In Africa’s rice sector, women play indispensable roles at every stage of the value chain. They perform essential tasks such as transplanting, weeding, harvesting, threshing, pounding, parboiling, processing, and trading — while also managing household nutrition and family wellbeing. Despite this central role, women often have less access than men to critical productive resources and services, including quality seed, fertilizers, credit, extension services, and market opportunity. 

“Women make up roughly half of Africa’s agricultural workforce and are key players in rice farming, yet they lack equal access to land, finance, inputs, and technology. Closing these gender gaps through equitable land rights, tailored finance, and gender-responsive policies could unlock productivity and help meet the continent’s rising rice demand.” explained Gaudiose Mujawamariya, Gender focal point at AfricaRice. 

Recognizing these realities, Africa Rice Center (AfricaRice) has long integrated gender considerations into its research and development work. AfricaRice’s gender strategy ensures that innovations and technologies are designed and delivered with women’s needs, perspectives, and priorities in mind. For example, women farmers have been actively involved in Participatory Varietal Selection (PVS) trials, providing feedback that helped shape the development of improved rice varieties such as NERICA, which are valued for traits important to women — like shorter maturity duration that provides food earlier in the season. 
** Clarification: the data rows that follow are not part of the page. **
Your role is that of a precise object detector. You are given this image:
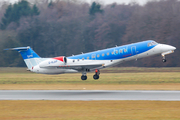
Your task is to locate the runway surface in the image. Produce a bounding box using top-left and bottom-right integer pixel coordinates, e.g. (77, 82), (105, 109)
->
(0, 90), (180, 101)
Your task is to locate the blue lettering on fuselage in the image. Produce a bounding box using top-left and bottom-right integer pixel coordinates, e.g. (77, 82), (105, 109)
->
(68, 40), (157, 60)
(114, 47), (128, 55)
(48, 60), (57, 64)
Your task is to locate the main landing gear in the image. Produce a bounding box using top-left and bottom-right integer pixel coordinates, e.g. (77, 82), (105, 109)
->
(81, 69), (100, 80)
(93, 69), (100, 80)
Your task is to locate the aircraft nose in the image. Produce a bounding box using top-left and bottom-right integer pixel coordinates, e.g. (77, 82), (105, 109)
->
(166, 45), (176, 50)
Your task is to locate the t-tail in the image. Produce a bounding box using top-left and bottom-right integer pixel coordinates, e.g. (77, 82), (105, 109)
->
(4, 46), (43, 71)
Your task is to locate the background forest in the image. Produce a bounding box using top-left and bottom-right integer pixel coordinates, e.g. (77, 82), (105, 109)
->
(0, 0), (180, 67)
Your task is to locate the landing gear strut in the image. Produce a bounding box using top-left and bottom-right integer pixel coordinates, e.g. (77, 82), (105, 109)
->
(81, 73), (87, 80)
(93, 69), (100, 80)
(162, 55), (166, 63)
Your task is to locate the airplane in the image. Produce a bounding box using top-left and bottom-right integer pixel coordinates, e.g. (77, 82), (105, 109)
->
(5, 40), (176, 80)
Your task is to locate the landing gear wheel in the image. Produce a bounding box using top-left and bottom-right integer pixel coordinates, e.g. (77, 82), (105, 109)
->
(81, 75), (87, 80)
(162, 59), (166, 63)
(93, 75), (99, 80)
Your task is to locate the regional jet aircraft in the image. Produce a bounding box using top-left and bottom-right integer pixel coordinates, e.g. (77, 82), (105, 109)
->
(5, 40), (176, 80)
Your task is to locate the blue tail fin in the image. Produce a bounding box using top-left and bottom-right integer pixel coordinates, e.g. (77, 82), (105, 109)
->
(4, 46), (43, 70)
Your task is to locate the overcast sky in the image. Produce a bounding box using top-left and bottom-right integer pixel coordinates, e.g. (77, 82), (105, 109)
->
(0, 0), (151, 5)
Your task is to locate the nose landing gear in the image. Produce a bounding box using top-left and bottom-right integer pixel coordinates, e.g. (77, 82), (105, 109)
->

AfricaRice also focuses on technologies that help reduce drudgery and improve efficiency, benefiting women who often bear the burden of labor-intensive post-harvest tasks. Innovations such as the Grain quality Enhancer (GEM) parboiling system, locally adapted small mechanical weeders, and improved fertiseeders have been widely adopted by male and female farmers alike, but they provide relief to women by saving time and labor while improving productivity and product quality.

Women learning how to use the GEM parboiling system during a practical session. (Credit: AfricaRice)
Women learning how to use the GEM parboiling system during a practical session. (Credit: AfricaRice)

AfricaRice’s Continued Commitment 

As part of its commitment to gender equality and inclusive agricultural development, AfricaRice is intensifying efforts to integrate gender-responsive approaches across all programs — from rice breeding and seed systems to policy research and value chain development. By ensuring that women are engaged as innovators, practitioners, leaders, and decision-makers, AfricaRice aims to help build more equitable and resilient rice systems across Africa. 

AfricaRice places women farmers at the heart of rice innovation by engaging them as co-designers of research priorities and technology evaluation, promoting labor-saving tools that reduce drudgery, and expanding their access to training, markets, and extension services. Working closely with national and regional partners, AfricaRice also integrates gender perspectives into policy dialogue and program design. These efforts reflect AfricaRice’s belief that empowering women farmers is essential to advancing continental rice self-sufficiency, food security, and sustainable development. 

As the IYWF 2026 unfolds, AfricaRice will continue to champion gender equality in agrifood systems, ensuring that the voices, innovations, and leadership of women farmers are not only heard but acted upon across Africa.